“Domestication does not by any means always improve the qualities of animals subjected to our care. If there is gain in corpulence, in quantity of alimentary matter, there is frequently loss on the side of what might be called the moral qualities. So it is that the tame duck is not so good a brooder nor so devoted a mother as the wild one. The hen, on the [[112]]contrary, has forgotten none of her maternal duties; she even carries them to excess in the hen-house, until she lets herself die of starvation on her nest, a thing she would not do in her wild state. Hence, it is to the hen, a better mother than the duck, that the latter’s eggs are usually entrusted.
“The period of incubation is thirty-one days, the same as with the wild duck. If the brood is hatched at a time of year when the weather is still cold, it would be dangerous for the ducklings to go immediately into the water, whither their instinct calls them, and whither the mother duck that had brooded them would not fail to lead them. Hence the little ones and their mother, hen or duck, are put under a coop in a place apart, where there is no danger of trampling or other rough treatment from the rest of the poultry. During this sequestration the food consists of a mixture of barley flour, boiled potatoes, bran, and chopped nettles, all made into a mush with greasy dish-water. Ducklings have a strong stomach and active digestion; they need from six to eight meals a day, so quickly does their food pass. Let us not forget to put a large plate of water under the coop. It will serve them as a swimming basin in which their wide beaks will practise dabbling and their webbed feet will learn their destined use.
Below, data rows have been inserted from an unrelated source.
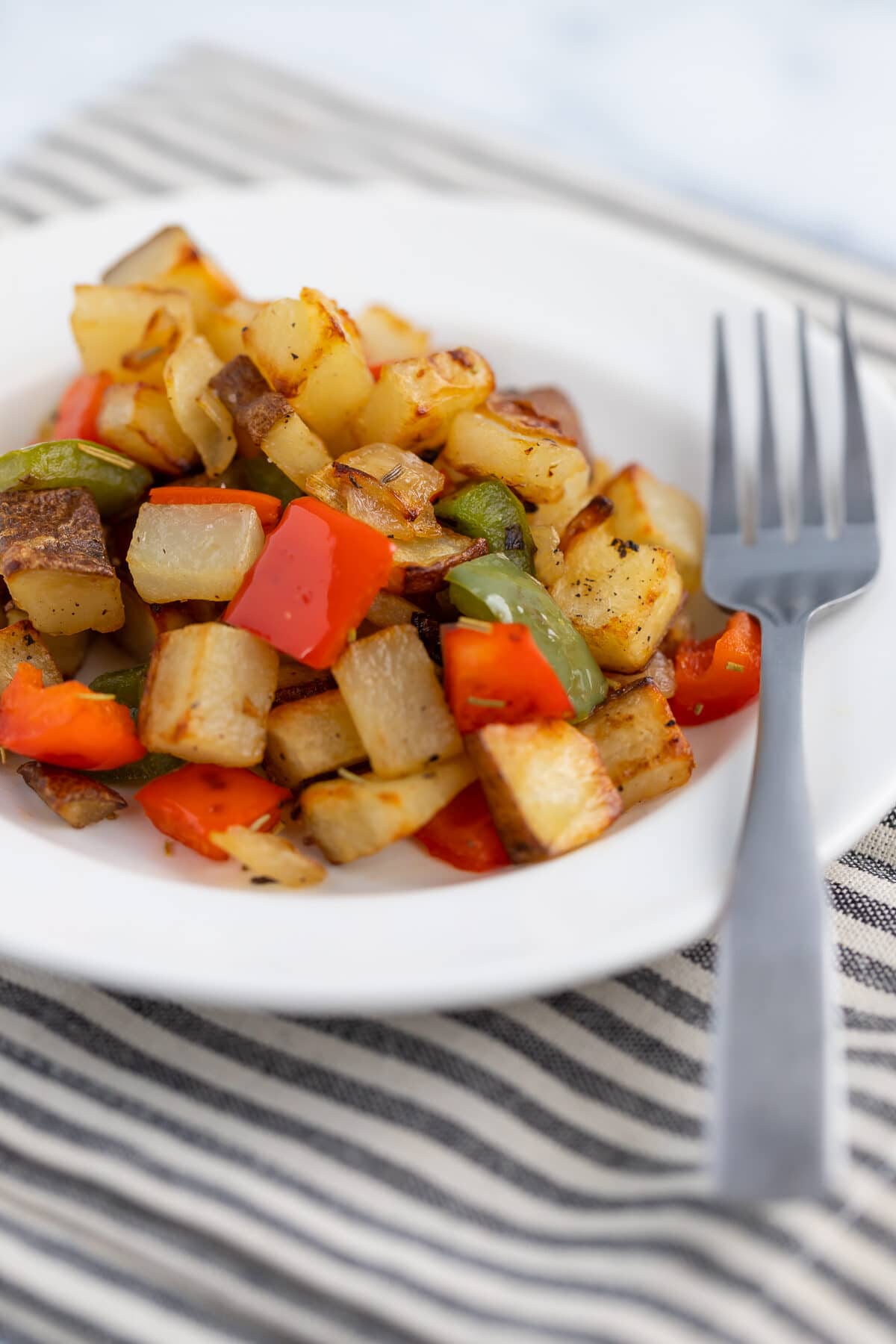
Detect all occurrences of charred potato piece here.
[551,528,684,672]
[243,289,373,449]
[579,680,693,808]
[358,304,430,367]
[71,285,195,387]
[605,465,703,593]
[17,761,128,830]
[301,756,476,863]
[466,719,622,863]
[102,225,237,319]
[0,489,125,635]
[140,621,278,766]
[128,505,264,602]
[0,621,62,695]
[210,827,326,887]
[264,691,367,789]
[333,625,464,780]
[443,397,588,508]
[355,346,494,451]
[388,528,489,597]
[97,383,199,476]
Daily sport on this little sheet of water will help them to have patience until the great day when larger evolutions on the broad pond will be allowed.
“A week, two weeks, pass in this way. At last the longed-for moment arrives. The mother duck [[113]]leads her family to the neighboring pond, or the ducklings find their way thither unaided if they have a hen for a nurse. I have told you of the fright of that adoptive mother when she sees her little ones throw themselves joyously into the water, deaf to her supplications. If the pond is not too deep, the hen wades in till the water reaches half-way up her legs, and runs along the edge, calling her dear brood. In vain her courageous devotion, to no purpose her anxiety and grief: the ducklings gain the deep water whither she cannot follow them, and, heedless of the mother admonishing them from the shore, they wag their little pointed tails with joy.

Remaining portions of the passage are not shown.